“But it has got something, Kos and can already claim a number of distinguished addicts: I know several people who come back for holidays year after year.” Lawrence Durrell
Kim was up early this morning and went off on her own to explore while I had a final hour of sleep. After she returned we had what turned out to be a very poor breakfast and then we set off to the village together to examine it in daylight.
We walked the parallel shopping streets lined with shops all selling more or less the same things and now and again bumped into late night revellers only just setting off for beds and a wasted day ahead. It didn’t take long to confirm that this was not our sort of place as girls walked by in impossibly high heels clinging on to men with tattoos and ‘I love Kos’ T-shirts stopping every so often to watch big screen TVs and to examine the football fixtures that were being advertised and to apply more Hawaiian Tropic sun tan oil.
Kardamena was disappointing itself but to a certain extent I was expecting that. When I first visited in 1983 it was a small village but by the time I went there for a second time in 1990 it had transformed itself into a boozy tourist trap and it had clearly continued on that development journey ever since. It was a shame we weren’t leaving today but we had a full day here so having established that there was nothing in the town to interest us we decided to walk south along the coast and see if we could find driftwood to start the boat souvenir building materials collection.
Three pictures – Three Years – 1983, 1989 and 2012.
We walked for a kilometre or so along dark sandy beaches punctuated by sunbeds and pool bars where in the heat of the day with the sun as hot as a steel mill furnace serious solar worshippers were beginning to sizzle like suckling pork on a spit as they turned this way and that to get an even all over roasting.
Eventually the needle on Kim’s ‘walked far enough metre’ entered the red zone so after we visited a charming little blue domed church we turned back, I hid my collection of sticks to come back and collect later. I don’t know why I did that, I can’t imagine that there are that many sad people who take washed up wood home to make their own holiday souvenirs.
Back in the village we stopped for refreshment at the taverna where we had eaten the previous night and the owner was pleased to see us and started to ask us about our travel plans. We told him we were planning to stay on the nearby island of Kalymnos and he was delighted by this because, as it turned out, he was a Kalymnian himself and as we drank our mythos he carefully wrote out a suggested itinerary on a paper tablecloth of all the places that he recommended that we should visit.
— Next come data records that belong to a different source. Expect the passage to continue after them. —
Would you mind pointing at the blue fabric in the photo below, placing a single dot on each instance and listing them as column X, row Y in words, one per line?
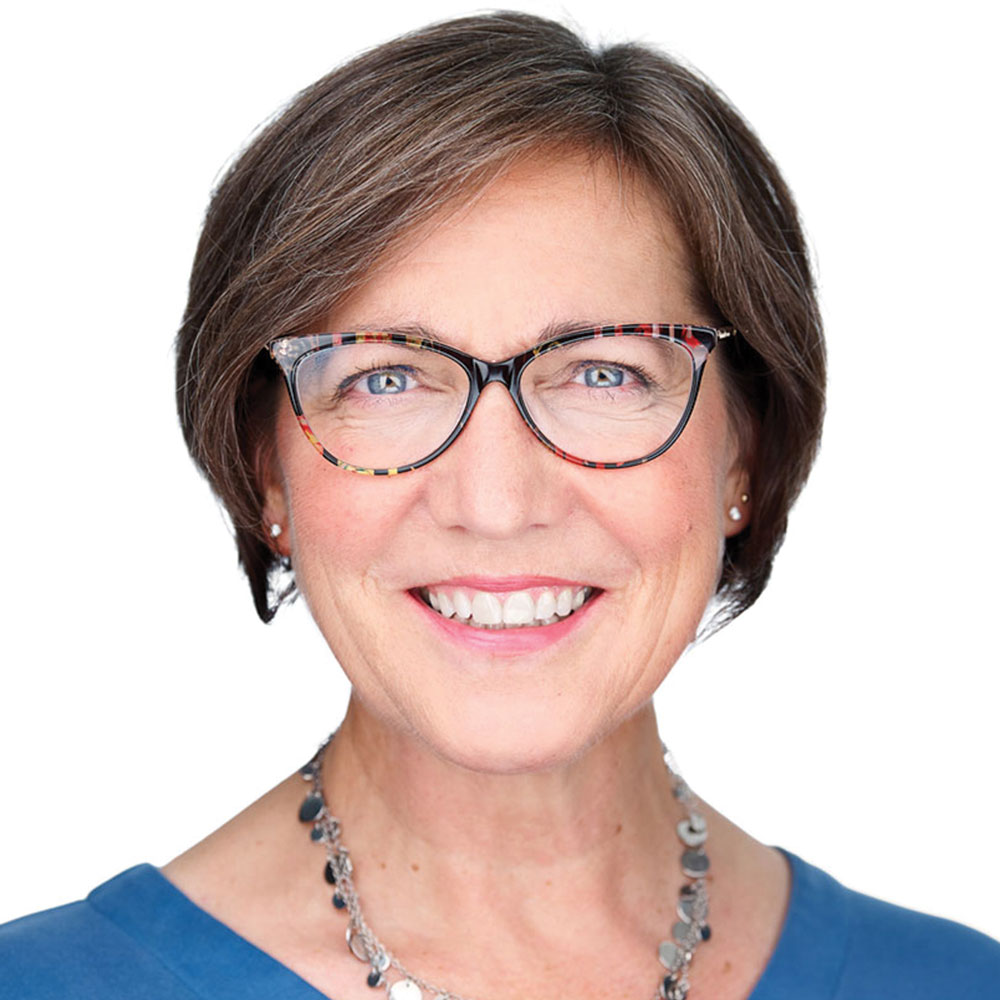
column 138, row 937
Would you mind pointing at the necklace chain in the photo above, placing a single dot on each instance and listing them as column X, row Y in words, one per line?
column 675, row 953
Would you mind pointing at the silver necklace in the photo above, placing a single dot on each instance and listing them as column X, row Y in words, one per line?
column 385, row 971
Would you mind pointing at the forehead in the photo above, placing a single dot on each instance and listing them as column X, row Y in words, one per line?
column 553, row 240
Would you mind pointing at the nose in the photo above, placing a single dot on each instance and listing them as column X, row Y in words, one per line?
column 497, row 480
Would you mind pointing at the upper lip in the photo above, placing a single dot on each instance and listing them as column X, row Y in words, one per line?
column 505, row 583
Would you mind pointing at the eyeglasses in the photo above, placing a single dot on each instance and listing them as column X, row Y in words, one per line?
column 385, row 403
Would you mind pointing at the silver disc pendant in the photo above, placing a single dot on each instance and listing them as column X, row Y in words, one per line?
column 405, row 989
column 670, row 955
column 693, row 831
column 694, row 863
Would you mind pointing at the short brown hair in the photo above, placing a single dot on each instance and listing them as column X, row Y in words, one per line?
column 378, row 145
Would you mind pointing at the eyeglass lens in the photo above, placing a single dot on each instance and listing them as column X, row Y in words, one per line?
column 383, row 405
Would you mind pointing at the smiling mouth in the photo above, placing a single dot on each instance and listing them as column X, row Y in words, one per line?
column 485, row 609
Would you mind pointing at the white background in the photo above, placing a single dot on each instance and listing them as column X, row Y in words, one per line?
column 850, row 717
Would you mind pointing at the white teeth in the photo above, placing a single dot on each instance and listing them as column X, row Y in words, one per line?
column 546, row 606
column 484, row 609
column 564, row 602
column 463, row 606
column 518, row 609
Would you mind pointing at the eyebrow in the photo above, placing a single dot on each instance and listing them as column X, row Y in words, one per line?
column 550, row 331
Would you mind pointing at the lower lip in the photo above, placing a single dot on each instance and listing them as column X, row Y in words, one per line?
column 506, row 641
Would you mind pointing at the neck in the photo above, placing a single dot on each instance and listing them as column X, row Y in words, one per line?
column 529, row 851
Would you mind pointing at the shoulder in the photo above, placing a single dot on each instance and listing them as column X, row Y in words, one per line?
column 851, row 946
column 76, row 951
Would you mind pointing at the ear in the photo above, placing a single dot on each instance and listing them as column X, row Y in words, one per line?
column 274, row 509
column 275, row 517
column 738, row 500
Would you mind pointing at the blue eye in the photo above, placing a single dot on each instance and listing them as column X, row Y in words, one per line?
column 386, row 383
column 606, row 377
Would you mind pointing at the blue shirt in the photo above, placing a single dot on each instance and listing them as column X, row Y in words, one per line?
column 138, row 936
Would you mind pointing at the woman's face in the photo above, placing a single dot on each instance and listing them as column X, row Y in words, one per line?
column 550, row 244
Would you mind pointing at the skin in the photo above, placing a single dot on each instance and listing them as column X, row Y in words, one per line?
column 513, row 819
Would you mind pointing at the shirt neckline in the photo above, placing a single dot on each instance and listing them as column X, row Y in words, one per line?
column 214, row 961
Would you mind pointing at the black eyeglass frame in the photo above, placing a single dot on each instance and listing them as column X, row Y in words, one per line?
column 289, row 352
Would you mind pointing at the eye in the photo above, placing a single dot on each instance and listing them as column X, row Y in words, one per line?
column 387, row 382
column 603, row 376
column 378, row 380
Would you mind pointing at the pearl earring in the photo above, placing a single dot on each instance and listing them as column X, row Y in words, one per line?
column 735, row 514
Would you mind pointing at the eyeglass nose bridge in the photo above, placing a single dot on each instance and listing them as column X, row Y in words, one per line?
column 504, row 372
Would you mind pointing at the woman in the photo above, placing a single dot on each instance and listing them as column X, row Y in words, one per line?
column 505, row 572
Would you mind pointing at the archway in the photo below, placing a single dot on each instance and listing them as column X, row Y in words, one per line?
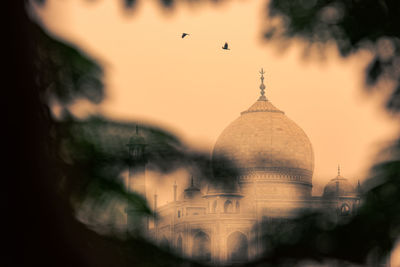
column 179, row 245
column 214, row 207
column 237, row 247
column 228, row 207
column 201, row 249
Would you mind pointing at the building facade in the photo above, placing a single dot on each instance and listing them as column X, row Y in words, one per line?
column 273, row 161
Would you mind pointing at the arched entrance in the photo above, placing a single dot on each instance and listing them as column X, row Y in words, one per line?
column 237, row 247
column 201, row 249
column 179, row 245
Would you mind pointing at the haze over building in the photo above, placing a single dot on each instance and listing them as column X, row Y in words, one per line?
column 263, row 166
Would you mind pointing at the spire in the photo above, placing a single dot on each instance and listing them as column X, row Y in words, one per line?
column 262, row 87
column 175, row 186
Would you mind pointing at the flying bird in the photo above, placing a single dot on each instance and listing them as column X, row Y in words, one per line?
column 225, row 46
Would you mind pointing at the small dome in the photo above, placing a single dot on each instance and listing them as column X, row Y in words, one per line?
column 339, row 187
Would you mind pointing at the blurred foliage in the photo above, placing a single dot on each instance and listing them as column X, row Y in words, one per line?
column 68, row 161
column 352, row 25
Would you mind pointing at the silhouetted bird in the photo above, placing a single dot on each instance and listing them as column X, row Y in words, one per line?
column 225, row 46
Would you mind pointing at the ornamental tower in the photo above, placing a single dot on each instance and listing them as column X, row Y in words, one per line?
column 136, row 220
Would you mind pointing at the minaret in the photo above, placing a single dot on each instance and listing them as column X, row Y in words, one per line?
column 175, row 187
column 337, row 181
column 262, row 87
column 137, row 221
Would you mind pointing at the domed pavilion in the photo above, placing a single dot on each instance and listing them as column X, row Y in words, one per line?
column 263, row 165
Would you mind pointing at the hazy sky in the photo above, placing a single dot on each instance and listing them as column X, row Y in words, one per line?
column 195, row 89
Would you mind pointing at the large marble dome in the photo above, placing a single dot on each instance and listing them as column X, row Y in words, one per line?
column 263, row 142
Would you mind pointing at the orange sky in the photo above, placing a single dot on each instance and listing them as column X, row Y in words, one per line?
column 195, row 89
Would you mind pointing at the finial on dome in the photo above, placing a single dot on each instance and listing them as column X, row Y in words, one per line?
column 262, row 86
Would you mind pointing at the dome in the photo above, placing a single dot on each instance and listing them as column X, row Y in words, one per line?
column 264, row 139
column 339, row 187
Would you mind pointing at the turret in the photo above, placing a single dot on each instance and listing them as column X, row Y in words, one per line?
column 137, row 222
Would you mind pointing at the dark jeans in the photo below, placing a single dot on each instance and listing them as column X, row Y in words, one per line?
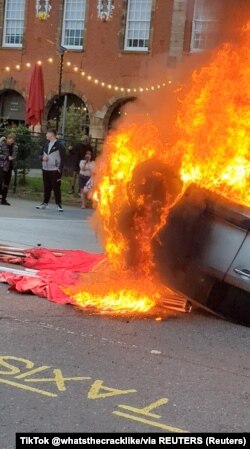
column 52, row 181
column 5, row 178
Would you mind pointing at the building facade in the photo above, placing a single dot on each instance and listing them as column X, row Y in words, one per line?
column 106, row 50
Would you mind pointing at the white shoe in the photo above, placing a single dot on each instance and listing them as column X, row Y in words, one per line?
column 42, row 206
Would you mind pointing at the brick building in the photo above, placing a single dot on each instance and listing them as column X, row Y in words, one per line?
column 105, row 62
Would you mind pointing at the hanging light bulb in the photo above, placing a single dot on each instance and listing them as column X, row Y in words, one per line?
column 105, row 10
column 43, row 8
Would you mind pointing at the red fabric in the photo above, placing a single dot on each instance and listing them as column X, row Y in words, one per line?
column 74, row 260
column 56, row 269
column 35, row 103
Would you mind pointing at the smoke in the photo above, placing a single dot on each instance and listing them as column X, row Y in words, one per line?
column 138, row 175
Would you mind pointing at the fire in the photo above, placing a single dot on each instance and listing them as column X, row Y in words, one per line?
column 133, row 159
column 214, row 122
column 139, row 178
column 124, row 295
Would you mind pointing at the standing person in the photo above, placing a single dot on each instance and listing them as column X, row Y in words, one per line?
column 77, row 153
column 86, row 175
column 52, row 157
column 8, row 153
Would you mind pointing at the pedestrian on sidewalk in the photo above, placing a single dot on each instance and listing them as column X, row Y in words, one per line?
column 86, row 175
column 53, row 157
column 8, row 153
column 77, row 153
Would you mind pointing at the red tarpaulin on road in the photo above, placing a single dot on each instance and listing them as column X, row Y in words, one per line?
column 35, row 102
column 56, row 269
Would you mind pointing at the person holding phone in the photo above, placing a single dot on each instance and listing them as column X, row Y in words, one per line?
column 53, row 157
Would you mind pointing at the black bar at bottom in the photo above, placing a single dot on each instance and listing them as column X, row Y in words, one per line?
column 76, row 440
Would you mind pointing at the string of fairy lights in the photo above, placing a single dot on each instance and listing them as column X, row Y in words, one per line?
column 91, row 79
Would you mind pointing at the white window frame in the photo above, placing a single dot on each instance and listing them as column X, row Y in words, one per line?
column 135, row 20
column 7, row 19
column 204, row 22
column 64, row 28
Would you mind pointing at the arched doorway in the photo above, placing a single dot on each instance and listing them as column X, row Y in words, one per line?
column 117, row 111
column 66, row 109
column 12, row 108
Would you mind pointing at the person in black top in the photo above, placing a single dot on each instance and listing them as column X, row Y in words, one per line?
column 8, row 153
column 53, row 157
column 77, row 153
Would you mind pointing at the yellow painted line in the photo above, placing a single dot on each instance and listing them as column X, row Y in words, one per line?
column 151, row 423
column 59, row 380
column 33, row 371
column 146, row 410
column 25, row 387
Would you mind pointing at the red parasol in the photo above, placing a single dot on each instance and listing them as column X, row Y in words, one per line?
column 35, row 103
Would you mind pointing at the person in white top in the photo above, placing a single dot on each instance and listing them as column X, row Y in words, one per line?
column 86, row 177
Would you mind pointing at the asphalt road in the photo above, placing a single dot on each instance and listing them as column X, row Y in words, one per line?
column 63, row 370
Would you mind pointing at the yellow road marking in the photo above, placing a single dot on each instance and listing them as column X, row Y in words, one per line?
column 33, row 371
column 58, row 379
column 97, row 386
column 151, row 423
column 146, row 410
column 27, row 388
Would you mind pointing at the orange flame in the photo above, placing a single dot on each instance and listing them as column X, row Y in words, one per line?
column 215, row 124
column 133, row 172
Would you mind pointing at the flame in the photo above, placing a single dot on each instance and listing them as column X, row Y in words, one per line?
column 124, row 295
column 214, row 122
column 121, row 188
column 136, row 184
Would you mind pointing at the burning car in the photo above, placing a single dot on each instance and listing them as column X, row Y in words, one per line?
column 203, row 251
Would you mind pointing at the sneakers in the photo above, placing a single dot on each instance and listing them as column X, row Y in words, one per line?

It is amazing how a couple of bottles of mythos can improve the situation and back on the hotel room balcony I could ignore the unofficial land fill site, the derelict houses and the sun scorched scrub land to look beyond to the salt and pepper hills rising like a wall out of the turquoise, indigo and violet sea and disappearing in the distance behind a shimmering heat haze and although I was never going to fall in love with the place it began to get better. I spoke with several different people later none of whom would agree with me because almost all of them said that they liked this place so much that they come back every year
The remainder of the day just quietly slipped away and in the evening we had a pleasant night out at the same taverna and received some more travel tips for Kalymnos. At the end of the day I probably have to confess that we rather enjoyed it eventually but we weren’t desperately disappointed to be moving on the next day.